Parking: is in the car park and is free

From here: walk down to the port, turn left and walk away from the boats for the sandy beach and promenade.

Altea Market - Tuesday Morning

Altea Tram Station

From here: there is only one platform which is used by the trams going north and south. Buy your tickets on the tram.


News - 24th May 2021 - The massive project to refurbish and modernise the seafront of Altea has now started.  This work will continue for the next 12 months and will have a direct impact on 29 businesses along the front, steps have been taken with the project to allow them to continue working as much as possible.

Below is an artist's impression of what the new sea front will eventually look like.

Altea new promenade

The beach of Altea is over 5 km long and is divided into the stony Cap Negret beach to the north of Altea, followed by the La Roda beach next to the old town and the largest beach the Cap Blanc to the south which blends into the coast of Albir.

Cap Blanch Altea

Altea and the surrounding mountains

A short distance from Altea you will find the mountain area of Sierra de Bernia which reaches up to 1130 mt high, from that area you will have views of the Altea area and the coastline.

Main Fiestas in Altea

June - Sant Antoni, San Juan

The famous Tree Festival this is generally held at the beginning of San Juan, the village men find a large poplar tree, drag it through the streets to the main square in the old town (to show their masculinity), once the tree is in the square it is then erected and tied to nearby buildings and the men take it in turns to climb the tree to see who can get the highest.  A fun festival where looks of wine is drunk.

July - Sant Pere, Sant Jaume and Santa Anna,

August - Sant Roc, Sant Llorenç, Sant Isidre, Sant Lluís The fireworks of Castell de L’Olla,

Altea Fireworks

September - Sant Tomàs, Moors and Christians - The Moors and Christians festivals are a spectacle of noise, colour and tradition, with spectacular costumes, marching processions, battle re-enactments and fireworks. It celebrates the centuries old battles between the Moorish invaders and the Christians and is a must see for visitors and residents alike.   

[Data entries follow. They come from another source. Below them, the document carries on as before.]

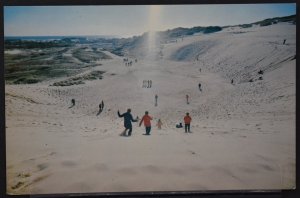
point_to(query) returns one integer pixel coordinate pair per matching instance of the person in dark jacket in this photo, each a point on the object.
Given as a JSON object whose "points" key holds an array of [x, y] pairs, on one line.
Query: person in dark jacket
{"points": [[127, 122]]}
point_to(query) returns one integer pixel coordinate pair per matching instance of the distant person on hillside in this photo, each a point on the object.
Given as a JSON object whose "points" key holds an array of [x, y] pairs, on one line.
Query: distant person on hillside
{"points": [[73, 103], [101, 106], [261, 72], [187, 99], [146, 119], [187, 122], [127, 122], [156, 97], [159, 124], [179, 125], [199, 85]]}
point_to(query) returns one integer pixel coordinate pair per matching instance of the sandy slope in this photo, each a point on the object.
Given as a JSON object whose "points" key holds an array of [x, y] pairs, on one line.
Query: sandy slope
{"points": [[243, 135]]}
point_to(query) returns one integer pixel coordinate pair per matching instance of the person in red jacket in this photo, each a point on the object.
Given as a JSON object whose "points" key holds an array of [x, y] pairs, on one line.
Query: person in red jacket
{"points": [[147, 123], [187, 122]]}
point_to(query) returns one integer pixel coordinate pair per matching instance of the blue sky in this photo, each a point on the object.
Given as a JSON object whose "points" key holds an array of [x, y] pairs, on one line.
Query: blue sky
{"points": [[126, 21]]}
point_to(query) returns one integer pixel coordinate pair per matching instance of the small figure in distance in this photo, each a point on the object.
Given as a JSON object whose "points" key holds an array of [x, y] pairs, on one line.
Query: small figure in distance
{"points": [[179, 125], [101, 106], [199, 85], [260, 72], [187, 99], [159, 124], [147, 122], [156, 97], [187, 122], [73, 103], [127, 122]]}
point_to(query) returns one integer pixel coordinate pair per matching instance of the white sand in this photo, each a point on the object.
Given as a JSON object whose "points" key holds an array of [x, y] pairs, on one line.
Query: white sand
{"points": [[243, 135]]}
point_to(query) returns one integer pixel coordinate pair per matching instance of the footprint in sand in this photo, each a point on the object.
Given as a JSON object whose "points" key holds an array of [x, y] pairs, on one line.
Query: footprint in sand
{"points": [[23, 175], [42, 166], [68, 163], [18, 185], [101, 167]]}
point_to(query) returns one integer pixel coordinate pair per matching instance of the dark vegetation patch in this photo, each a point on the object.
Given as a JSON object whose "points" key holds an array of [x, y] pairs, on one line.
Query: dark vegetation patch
{"points": [[89, 56], [94, 75], [36, 65]]}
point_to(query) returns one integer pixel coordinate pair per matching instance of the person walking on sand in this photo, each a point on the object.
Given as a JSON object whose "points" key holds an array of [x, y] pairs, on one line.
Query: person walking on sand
{"points": [[147, 123], [127, 122], [159, 124], [156, 97], [187, 99], [187, 122], [73, 103], [101, 106]]}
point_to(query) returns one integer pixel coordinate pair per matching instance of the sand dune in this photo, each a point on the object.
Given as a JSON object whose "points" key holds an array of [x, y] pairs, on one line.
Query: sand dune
{"points": [[243, 134]]}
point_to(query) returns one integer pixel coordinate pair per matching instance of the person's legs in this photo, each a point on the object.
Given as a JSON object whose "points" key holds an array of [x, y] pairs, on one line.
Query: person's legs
{"points": [[129, 132], [148, 129], [123, 133]]}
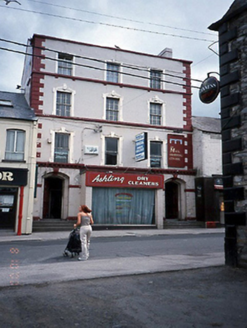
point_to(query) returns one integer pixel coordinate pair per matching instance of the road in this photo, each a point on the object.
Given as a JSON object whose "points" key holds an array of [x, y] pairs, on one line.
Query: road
{"points": [[34, 252], [48, 290], [32, 262]]}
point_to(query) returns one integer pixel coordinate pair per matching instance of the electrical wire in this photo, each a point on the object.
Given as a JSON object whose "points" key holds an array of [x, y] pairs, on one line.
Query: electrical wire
{"points": [[139, 68], [109, 25], [120, 18], [95, 68]]}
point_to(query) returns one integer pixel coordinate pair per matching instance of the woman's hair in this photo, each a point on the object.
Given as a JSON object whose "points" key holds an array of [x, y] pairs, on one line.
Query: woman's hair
{"points": [[85, 209]]}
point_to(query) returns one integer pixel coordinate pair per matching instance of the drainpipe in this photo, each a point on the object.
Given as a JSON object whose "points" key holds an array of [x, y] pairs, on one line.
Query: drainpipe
{"points": [[20, 211]]}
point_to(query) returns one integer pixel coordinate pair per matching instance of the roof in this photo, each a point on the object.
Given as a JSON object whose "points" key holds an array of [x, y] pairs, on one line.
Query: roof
{"points": [[237, 8], [207, 124], [14, 106]]}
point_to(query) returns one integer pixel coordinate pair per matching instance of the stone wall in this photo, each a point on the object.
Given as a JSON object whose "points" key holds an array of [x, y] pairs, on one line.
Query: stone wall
{"points": [[232, 30]]}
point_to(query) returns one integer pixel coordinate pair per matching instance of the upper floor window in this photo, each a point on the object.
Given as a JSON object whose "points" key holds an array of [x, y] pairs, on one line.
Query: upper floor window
{"points": [[112, 72], [155, 153], [61, 151], [63, 103], [15, 144], [111, 151], [155, 79], [155, 113], [65, 64], [112, 109]]}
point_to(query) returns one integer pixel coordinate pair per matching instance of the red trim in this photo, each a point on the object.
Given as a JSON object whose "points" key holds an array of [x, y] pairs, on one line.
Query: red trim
{"points": [[116, 169], [121, 85], [157, 127], [20, 210], [43, 37], [124, 180]]}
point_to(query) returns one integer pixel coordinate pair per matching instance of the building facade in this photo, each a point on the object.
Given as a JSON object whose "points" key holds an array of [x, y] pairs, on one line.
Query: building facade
{"points": [[114, 132], [18, 133], [232, 30], [207, 153]]}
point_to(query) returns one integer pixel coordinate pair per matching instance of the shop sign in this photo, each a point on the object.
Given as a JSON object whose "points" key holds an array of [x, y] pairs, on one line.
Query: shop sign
{"points": [[141, 147], [176, 151], [209, 90], [10, 176], [101, 179]]}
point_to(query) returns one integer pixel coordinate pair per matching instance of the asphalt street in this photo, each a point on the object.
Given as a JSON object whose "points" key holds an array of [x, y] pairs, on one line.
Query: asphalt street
{"points": [[14, 273]]}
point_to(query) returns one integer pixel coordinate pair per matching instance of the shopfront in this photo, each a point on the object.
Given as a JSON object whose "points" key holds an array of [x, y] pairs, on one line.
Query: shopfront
{"points": [[12, 182], [124, 199]]}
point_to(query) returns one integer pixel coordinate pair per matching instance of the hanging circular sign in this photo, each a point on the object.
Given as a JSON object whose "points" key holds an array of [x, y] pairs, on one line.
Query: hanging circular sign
{"points": [[209, 90]]}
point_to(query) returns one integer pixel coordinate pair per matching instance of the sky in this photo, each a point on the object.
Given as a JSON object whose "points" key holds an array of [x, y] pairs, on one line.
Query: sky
{"points": [[139, 25]]}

Like many of the fishing villages along this coast, Altea goes back many centuries. It has been settled by Iberians, Greeks, Romans and Muslims, and then eventually the Christians when it was captured in 1244 by James I of Aragon.

All these civilizations were especially drawn to Altea because it is where the mouth of the River Algar (which further inland feeds the popular Algar Waterfalls) meets the sea and this provided plenty of fresh water for sailors and fisherman, and the town prospered by producing dried salt fish.

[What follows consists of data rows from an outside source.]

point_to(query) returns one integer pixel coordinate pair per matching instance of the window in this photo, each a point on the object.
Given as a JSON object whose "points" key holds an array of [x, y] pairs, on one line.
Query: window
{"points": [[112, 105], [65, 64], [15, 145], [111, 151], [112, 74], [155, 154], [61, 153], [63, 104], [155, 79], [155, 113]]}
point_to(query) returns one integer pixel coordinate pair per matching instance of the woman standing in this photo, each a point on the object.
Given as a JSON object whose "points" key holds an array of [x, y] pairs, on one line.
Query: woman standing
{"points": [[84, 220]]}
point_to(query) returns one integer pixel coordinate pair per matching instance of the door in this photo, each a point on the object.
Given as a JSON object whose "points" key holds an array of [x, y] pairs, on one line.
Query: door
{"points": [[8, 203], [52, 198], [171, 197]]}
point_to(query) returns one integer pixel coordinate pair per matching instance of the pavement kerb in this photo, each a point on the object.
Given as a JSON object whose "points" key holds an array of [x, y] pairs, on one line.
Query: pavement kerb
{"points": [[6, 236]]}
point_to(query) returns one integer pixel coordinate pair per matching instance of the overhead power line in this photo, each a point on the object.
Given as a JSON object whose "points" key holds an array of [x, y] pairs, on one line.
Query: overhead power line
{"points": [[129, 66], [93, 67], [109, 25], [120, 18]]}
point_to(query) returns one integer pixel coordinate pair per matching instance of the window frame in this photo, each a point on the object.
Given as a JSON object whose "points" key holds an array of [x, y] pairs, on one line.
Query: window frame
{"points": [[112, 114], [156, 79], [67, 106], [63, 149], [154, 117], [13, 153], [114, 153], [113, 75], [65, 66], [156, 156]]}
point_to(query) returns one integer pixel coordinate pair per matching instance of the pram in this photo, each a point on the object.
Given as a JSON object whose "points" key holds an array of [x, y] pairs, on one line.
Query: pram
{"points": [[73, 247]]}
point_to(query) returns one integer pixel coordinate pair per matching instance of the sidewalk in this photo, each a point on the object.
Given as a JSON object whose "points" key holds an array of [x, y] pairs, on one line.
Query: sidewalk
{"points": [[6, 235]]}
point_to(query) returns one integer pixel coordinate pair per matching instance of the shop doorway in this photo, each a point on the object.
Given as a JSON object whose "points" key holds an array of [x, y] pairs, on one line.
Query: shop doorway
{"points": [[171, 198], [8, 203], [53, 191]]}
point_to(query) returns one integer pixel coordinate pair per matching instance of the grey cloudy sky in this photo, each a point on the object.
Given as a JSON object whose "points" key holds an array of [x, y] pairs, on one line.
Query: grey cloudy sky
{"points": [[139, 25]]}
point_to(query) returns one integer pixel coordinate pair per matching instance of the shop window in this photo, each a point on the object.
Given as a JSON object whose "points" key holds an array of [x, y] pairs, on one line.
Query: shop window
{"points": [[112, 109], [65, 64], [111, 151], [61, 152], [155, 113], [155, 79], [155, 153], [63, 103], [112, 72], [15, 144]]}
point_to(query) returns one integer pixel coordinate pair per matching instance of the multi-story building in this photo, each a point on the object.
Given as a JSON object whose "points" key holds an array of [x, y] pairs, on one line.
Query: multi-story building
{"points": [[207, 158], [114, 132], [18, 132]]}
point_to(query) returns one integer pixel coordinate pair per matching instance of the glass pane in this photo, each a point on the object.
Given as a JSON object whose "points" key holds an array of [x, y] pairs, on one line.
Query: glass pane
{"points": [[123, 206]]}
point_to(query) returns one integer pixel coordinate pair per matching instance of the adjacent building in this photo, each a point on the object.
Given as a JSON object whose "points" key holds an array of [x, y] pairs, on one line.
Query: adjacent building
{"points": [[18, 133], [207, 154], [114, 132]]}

But life was far from the idyllic town you see today; in the 17th century, increased pirate attacks caused a decline in the population and economy. Furthermore, its privileged position so close to the sea meant that for centuries whenever there was bad weather the waves crashed into the front line buildings and the inhabitants literally had to leave the doors open and let the waves crash through their homes. This was eventually solved quite recently in the 1970’s by the building of a dyke. But, although this protected the buildings it took away the town’s beach – and even worse, over the years the lake ‘el charco’, (the puddle) created on the inside of the dyke generated bad smells and was generally considered unhealthy, in 2016 the external dyke was removed, the lake dredged and the whole area replaced with an artificial beach. This acts as a break water so the buildings are still protected, but is far more useful for the locals and this new attraction has also done wonders for tourism.